But if you go up a few steps then suddenly the problems might not be that clearly defined and the set of possible solutions can be huge. A person who is constantly relying on Google to come up with solutions is probably not going to be that useful in design discussions.

I'm not defending the particular question, but on-your-feet problem solving is a real and valuable skill.



I agree: the hard mental work is in recognizing that a fuzzy, client-provided problem description is merely a disguised form of a well understood problem -- ie, getting it to the point where you can google easy solutions at all.
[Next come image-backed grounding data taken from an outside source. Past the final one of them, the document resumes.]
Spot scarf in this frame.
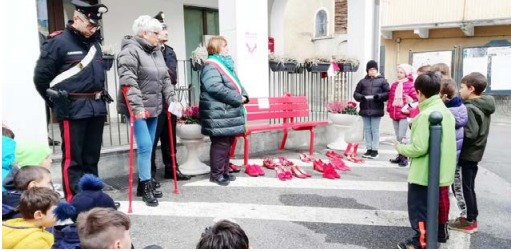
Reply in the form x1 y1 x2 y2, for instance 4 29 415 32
392 76 410 107
205 54 247 122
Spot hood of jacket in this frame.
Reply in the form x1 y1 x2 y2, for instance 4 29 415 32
121 35 158 53
2 218 54 249
364 74 384 80
464 95 496 115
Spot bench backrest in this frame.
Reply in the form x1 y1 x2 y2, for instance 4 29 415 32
244 96 309 121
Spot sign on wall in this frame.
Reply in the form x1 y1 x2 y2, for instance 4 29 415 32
462 46 511 94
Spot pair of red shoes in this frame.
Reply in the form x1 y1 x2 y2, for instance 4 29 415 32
275 166 292 181
325 151 351 171
313 159 341 179
343 143 364 163
245 164 265 177
290 165 312 179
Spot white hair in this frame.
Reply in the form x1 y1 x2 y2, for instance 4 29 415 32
132 15 162 37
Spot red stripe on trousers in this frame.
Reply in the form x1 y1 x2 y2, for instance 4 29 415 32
418 221 426 249
438 186 450 224
62 120 73 202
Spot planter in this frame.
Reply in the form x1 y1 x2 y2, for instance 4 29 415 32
305 62 331 72
341 63 359 72
269 62 298 72
190 58 203 71
327 113 357 150
176 124 209 175
102 55 115 71
293 64 304 74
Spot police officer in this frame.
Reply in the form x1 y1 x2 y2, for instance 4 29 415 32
150 11 191 188
33 0 111 201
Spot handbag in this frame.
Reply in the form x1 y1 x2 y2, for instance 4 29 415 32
344 116 364 143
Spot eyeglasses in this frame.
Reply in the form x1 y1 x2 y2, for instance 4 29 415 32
77 15 100 30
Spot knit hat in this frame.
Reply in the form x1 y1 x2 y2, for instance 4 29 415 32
70 174 116 219
366 60 378 73
15 141 51 168
398 64 414 76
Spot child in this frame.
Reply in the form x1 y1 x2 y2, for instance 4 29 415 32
395 71 456 249
387 64 417 166
76 207 132 249
3 141 52 192
353 60 390 159
52 174 117 249
438 79 468 242
431 63 451 79
2 187 60 249
197 219 249 249
416 65 431 76
2 165 53 221
448 72 495 234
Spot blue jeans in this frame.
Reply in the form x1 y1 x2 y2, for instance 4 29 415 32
362 116 381 150
134 117 158 181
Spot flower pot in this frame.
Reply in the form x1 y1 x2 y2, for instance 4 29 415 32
328 113 357 126
176 124 204 140
305 62 331 72
269 62 298 72
342 63 353 72
190 58 203 71
327 113 357 150
102 55 114 71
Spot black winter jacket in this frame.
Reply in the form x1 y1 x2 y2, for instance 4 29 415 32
353 75 390 117
33 24 107 120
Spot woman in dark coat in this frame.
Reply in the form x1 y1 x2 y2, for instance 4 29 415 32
199 36 249 186
353 60 390 159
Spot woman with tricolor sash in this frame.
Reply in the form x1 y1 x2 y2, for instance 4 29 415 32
199 36 250 186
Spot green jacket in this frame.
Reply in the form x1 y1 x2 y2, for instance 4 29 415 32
396 95 456 186
459 95 495 162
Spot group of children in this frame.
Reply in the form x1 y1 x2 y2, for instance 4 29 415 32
383 62 495 248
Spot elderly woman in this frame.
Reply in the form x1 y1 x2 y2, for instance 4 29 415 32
117 15 175 207
200 36 249 186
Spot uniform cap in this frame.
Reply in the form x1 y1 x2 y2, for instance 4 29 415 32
72 0 108 26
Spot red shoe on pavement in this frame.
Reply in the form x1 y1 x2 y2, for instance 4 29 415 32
313 159 326 172
326 150 343 160
278 156 294 166
298 153 314 163
263 158 278 169
330 158 350 171
229 163 241 173
245 164 259 177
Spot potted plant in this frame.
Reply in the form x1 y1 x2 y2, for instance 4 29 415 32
102 44 116 71
190 45 208 71
176 105 203 140
305 57 331 72
326 100 358 150
268 53 300 72
333 56 360 72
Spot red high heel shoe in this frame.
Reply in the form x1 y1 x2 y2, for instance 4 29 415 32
291 165 308 178
313 159 326 172
263 158 278 169
229 163 241 173
274 166 287 181
330 158 350 171
245 164 259 177
294 165 311 177
298 153 314 163
326 150 344 160
253 164 265 176
278 156 294 166
323 163 341 179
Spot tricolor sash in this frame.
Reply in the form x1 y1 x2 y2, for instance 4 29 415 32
204 56 247 122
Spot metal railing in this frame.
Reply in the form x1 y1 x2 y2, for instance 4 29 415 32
48 61 356 153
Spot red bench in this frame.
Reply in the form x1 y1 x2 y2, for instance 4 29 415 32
229 94 328 165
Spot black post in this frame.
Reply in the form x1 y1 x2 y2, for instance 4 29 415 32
427 111 443 249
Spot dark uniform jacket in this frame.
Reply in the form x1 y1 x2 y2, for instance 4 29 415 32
161 44 177 85
199 63 248 137
33 23 107 120
353 74 390 117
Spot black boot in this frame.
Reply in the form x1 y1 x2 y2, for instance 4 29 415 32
164 166 191 180
141 180 158 207
438 223 449 243
390 154 401 164
137 178 162 198
398 156 409 167
151 177 161 188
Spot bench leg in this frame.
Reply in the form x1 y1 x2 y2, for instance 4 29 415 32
309 128 315 155
280 129 288 151
230 137 238 158
243 135 249 166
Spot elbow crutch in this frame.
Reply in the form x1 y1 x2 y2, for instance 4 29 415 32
167 111 180 194
122 86 135 213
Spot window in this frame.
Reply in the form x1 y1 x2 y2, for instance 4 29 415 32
315 9 328 38
334 0 347 34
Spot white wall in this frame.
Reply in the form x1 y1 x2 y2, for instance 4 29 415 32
1 0 48 143
219 0 269 98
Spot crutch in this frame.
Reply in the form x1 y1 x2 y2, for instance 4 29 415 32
167 111 180 194
122 86 135 213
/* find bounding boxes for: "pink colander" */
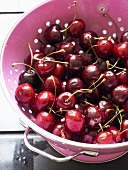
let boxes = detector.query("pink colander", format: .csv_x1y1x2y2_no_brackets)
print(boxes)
1,0,128,163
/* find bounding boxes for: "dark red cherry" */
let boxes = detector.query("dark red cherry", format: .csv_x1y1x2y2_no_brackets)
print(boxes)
93,131,116,144
65,110,85,133
95,38,113,59
121,119,128,141
106,126,123,143
35,111,55,131
80,127,97,144
74,103,85,114
55,42,75,61
52,123,72,139
66,77,84,99
124,101,128,116
34,57,56,78
67,19,86,38
40,43,56,56
98,100,115,122
15,83,35,104
83,106,104,128
35,91,55,111
79,51,94,66
116,71,128,85
56,92,76,110
100,70,118,93
42,75,62,95
120,31,128,42
113,42,128,60
18,70,41,89
52,63,66,80
79,31,98,51
44,24,63,44
111,85,128,105
81,64,101,85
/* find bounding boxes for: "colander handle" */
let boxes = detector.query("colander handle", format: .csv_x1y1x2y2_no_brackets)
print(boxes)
24,127,99,162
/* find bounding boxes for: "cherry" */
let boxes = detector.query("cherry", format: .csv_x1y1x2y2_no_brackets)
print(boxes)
65,109,85,133
83,106,104,128
121,119,128,141
79,31,98,51
67,19,86,38
111,85,128,105
93,131,116,144
106,126,123,143
35,91,55,111
56,92,76,110
124,101,128,116
98,100,115,122
113,42,128,61
18,70,41,89
116,71,128,85
61,81,67,93
74,103,85,114
95,38,113,59
55,42,75,61
52,123,72,139
80,127,97,144
44,24,63,44
15,83,35,104
35,111,55,131
52,63,66,80
66,77,85,99
42,75,62,95
40,43,56,56
34,57,56,78
120,31,128,42
79,51,94,66
81,64,101,85
100,70,118,93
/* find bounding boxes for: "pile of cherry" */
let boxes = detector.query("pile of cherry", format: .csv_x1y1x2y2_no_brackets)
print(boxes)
14,5,128,145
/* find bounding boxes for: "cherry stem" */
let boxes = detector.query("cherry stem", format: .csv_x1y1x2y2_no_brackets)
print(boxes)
84,100,95,106
107,58,120,70
60,1,77,33
12,62,44,83
103,13,118,39
28,43,34,70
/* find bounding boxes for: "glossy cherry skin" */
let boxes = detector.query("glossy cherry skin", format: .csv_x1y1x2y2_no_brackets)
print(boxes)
98,100,115,122
121,119,128,141
65,110,85,133
79,51,94,66
79,31,98,51
40,43,56,56
111,85,128,105
124,101,128,116
52,63,66,80
52,123,72,139
18,70,41,89
34,57,56,78
15,83,35,104
120,31,128,42
100,70,118,93
106,126,123,143
35,91,55,111
116,71,128,85
81,64,101,85
113,42,128,60
66,77,85,99
56,92,76,110
42,75,62,95
67,19,86,38
35,111,55,131
83,106,104,128
80,127,97,144
55,42,75,61
44,24,63,44
95,39,113,59
93,131,116,144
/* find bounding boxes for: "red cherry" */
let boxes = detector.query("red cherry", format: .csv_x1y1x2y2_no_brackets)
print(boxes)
113,42,128,60
65,110,85,133
52,63,66,80
93,131,116,144
35,111,55,131
120,31,128,42
121,119,128,141
35,91,55,111
116,71,128,85
67,19,86,38
15,83,35,104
But then in that case, the problem as given is still bad, because it gives that part away! If you want to test this ability, you shouldn't frame the problem in terms of linked lists. As another poster here suggested, you should ask something like "The customer gave a list of everyone and who they report to. How would you sanity check the hierarchy?"

That then requires the candidate to identify cycles as something they'd want to look for, and then this problem as a special case of "find a cycle in a linked list".


Oh I agree. That's exactly the stuff I keep in my brain instead of linked list algorithms, which have a mathematically proven optimal solution. Remembering them when I don't use them regularly would be a waste of brainpower which could be better used for solutions to business/UX/architecture problems, which one cannot solve with pure logic.


I am not so sure. It's not just about solving the problem, but sometimes it's also the willingness and mentality to tackle something that's outside your comfort zone, as well as the approaches.

For example, given the loop in linked lists question, even if a candidate is not able to solve it completely, a reasonable approach would be to break the general case to more specific, trivial cases, such as: what if the loop has known length, what if the loop starts at a known location, etc. Interview questions are not binary decisions, you can learn a lot from a candidate just by seeing how they respond to a question.


(Just to be clear, as this is a permanent and public record, I'm perfectly capable of doing this kind of thing. It's not really an unreasonable question to ask. I'm just being facetious because it's friday afternoon.)